Des migrants pris dans l’engrenage de la répression
Sous l’effet de cette revanche politique, les renvois forcés vers les régions désertiques du sud algérien se multiplient, selon plusieurs observateurs. Lors de la 59e session du Conseil des droits de l’homme à Genève qui se tient jusqu’au 9 juillet, l’Algérie a été vivement critiquée pour sa gestion brutale des migrants d’Afrique subsaharienne. Lors d’un échange avec Gehad Madi, Rapporteur spécial des Nations unies sur les droits des migrants, des délégations ont mis en lumière des pratiques jugées inacceptables : arrestations massives sans procédure, transports forcés vers des zones inhabitées, et abandon de groupes entiers dans le Sahara, livrés à eux-mêmes.
La porte-parole du Réseau de Formation, de Recherche et d’Action sur les Migrations Africaines a dénoncé une politique de refoulement ciblée, motivée par des considérations géopolitiques. Elle affirme que depuis 2024, le nombre d’expulsions s’est intensifié, en particulier à l’encontre de personnes venant précisément des pays avec lesquels l’Algérie est en conflit. Ce choix ne relève pas d’un simple contrôle migratoire, mais d’un message politique adressé à ses voisins sahéliens.
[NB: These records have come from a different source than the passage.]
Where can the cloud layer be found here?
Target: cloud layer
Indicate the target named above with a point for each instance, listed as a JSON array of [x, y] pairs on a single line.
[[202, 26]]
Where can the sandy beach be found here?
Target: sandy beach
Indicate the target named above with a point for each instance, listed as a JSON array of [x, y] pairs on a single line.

Abandonnés au désert, livrés aux prédateurs
Ces pratiques, qui s’apparentent à une vengeance par procuration, ont des conséquences humanitaires dramatiques. Les migrants abandonnés en plein désert deviennent la proie de trafiquants d’êtres humains, actifs dans ces zones dépourvues de présence étatique. Femmes et enfants disparaissent sans laisser de traces, tandis que les réseaux criminels renforcent leur emprise sur des populations totalement démunies. Le réseau alerte sur le risque de normalisation de ces disparitions et appelle à la mise en place urgente de mécanismes de recherche et de protection.
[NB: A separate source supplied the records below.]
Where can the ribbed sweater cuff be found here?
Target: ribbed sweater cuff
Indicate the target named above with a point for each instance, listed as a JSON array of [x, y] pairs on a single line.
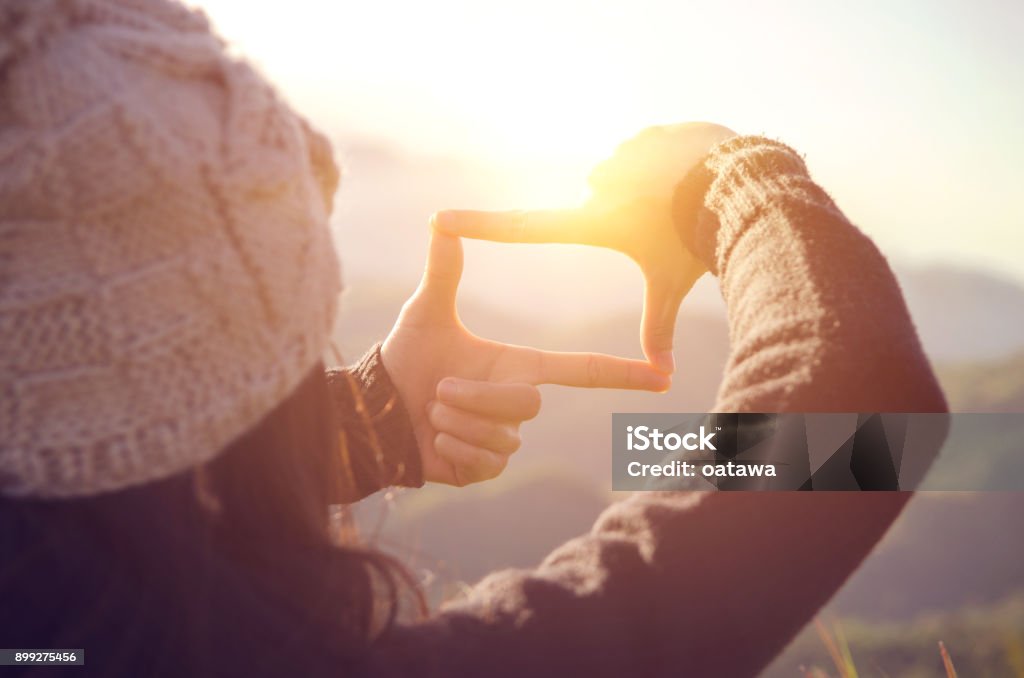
[[381, 438], [715, 201]]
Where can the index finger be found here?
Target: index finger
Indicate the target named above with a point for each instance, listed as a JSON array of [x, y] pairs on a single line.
[[592, 371], [569, 226]]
Face à cela, les Nations unies exhortent à dépasser les querelles politiques pour établir une coopération régionale en matière de migration. L’Algérie, semble utiliser la migration comme levier de pression sur ses anciens partenaires, en choisissant une cible qui ne peut pas se défendre : les migrants sans papiers, devenus otages d’un bras de fer diplomatique.
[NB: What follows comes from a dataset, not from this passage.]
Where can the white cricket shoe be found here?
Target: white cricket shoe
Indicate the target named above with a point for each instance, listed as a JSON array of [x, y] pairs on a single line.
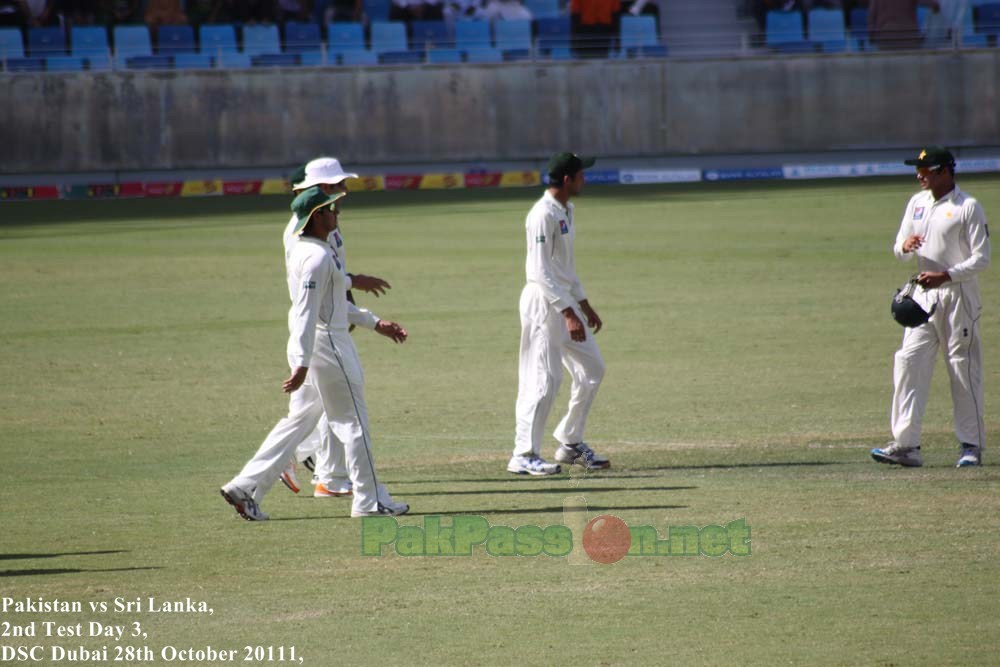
[[532, 465], [288, 477], [971, 456], [897, 454], [243, 502], [583, 455]]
À travers ces expulsions ciblées, Alger ne cherche pas seulement à contrôler son territoire : elle tente d’imposer une riposte à peine voilée à l’humiliation politique subie face à l’AES. Dans cette lutte d’influence, ce sont des hommes, des femmes et des enfants qui servent de monnaie d’échange. Les dénonciations entendues à Genève rappellent l’urgence de replacer la dignité humaine au cœur des relations régionales.